The theme for this year’s Cosmo Davenport-Hines poetry prize was ‘Reconciliation’; a prompt which promised to be both relevant and timely. Nevertheless, among the 96 entries there were – perhaps surprisingly – few on the subject of politics. Or perhaps it is not so surprising that lyric writing should focus on the preoccupations of the self?

Most entries interpreted reconciliation in the light of personal relationships, whether with significant others, siblings, or parents. Other interpretations were more abstract: politics (yes, occasionally), but also the attempt to reconcile different parts of the personality; different cultures with their conflicting claims on the self; or present realities with the imperatives of memory.

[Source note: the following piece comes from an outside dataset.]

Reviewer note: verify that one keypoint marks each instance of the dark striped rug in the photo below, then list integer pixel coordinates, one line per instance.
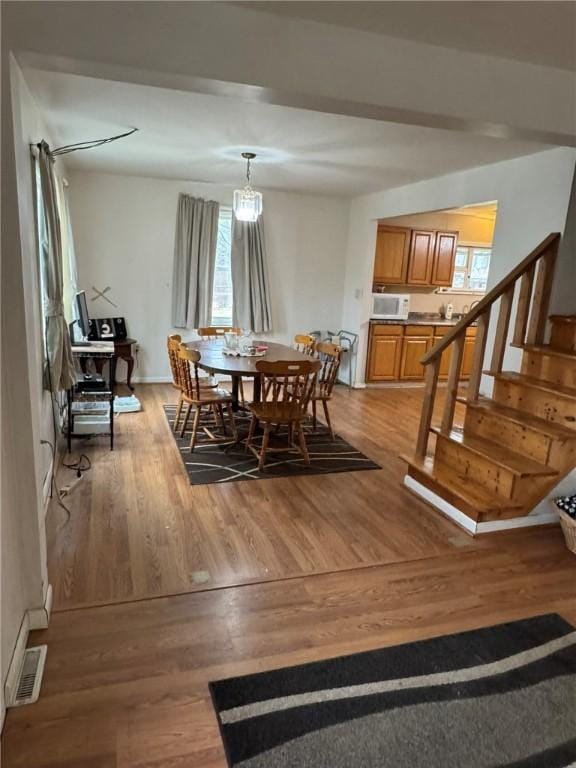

My fellow judges and I had our own small work of reconciliation to carry out, of course: deciding which among these competing and widely differing voices would eventually emerge victorious. Thankfully – and I know judges of literary prizes almost always say this, but this time it happens to be true— a harmonious consensus was achieved with minimum discussion. Many of the poems on our personal shortlists overlapped, and the standout contenders declared themselves at an early stage in the judging. As in past years, we had the luxury of awarding not just a First Prize, but also a Second, Third, and three further Commendations, which kept all of us happy.

If the successful poems have anything in common, it is the qualities shared by all good poetry: an eye at an unexpected angle to reality; a strong sense of line; a way with metaphor; a convincing and consistent tone carrying through the poem from beginning to end; and most importantly, that quickening in language that is unmistakeable.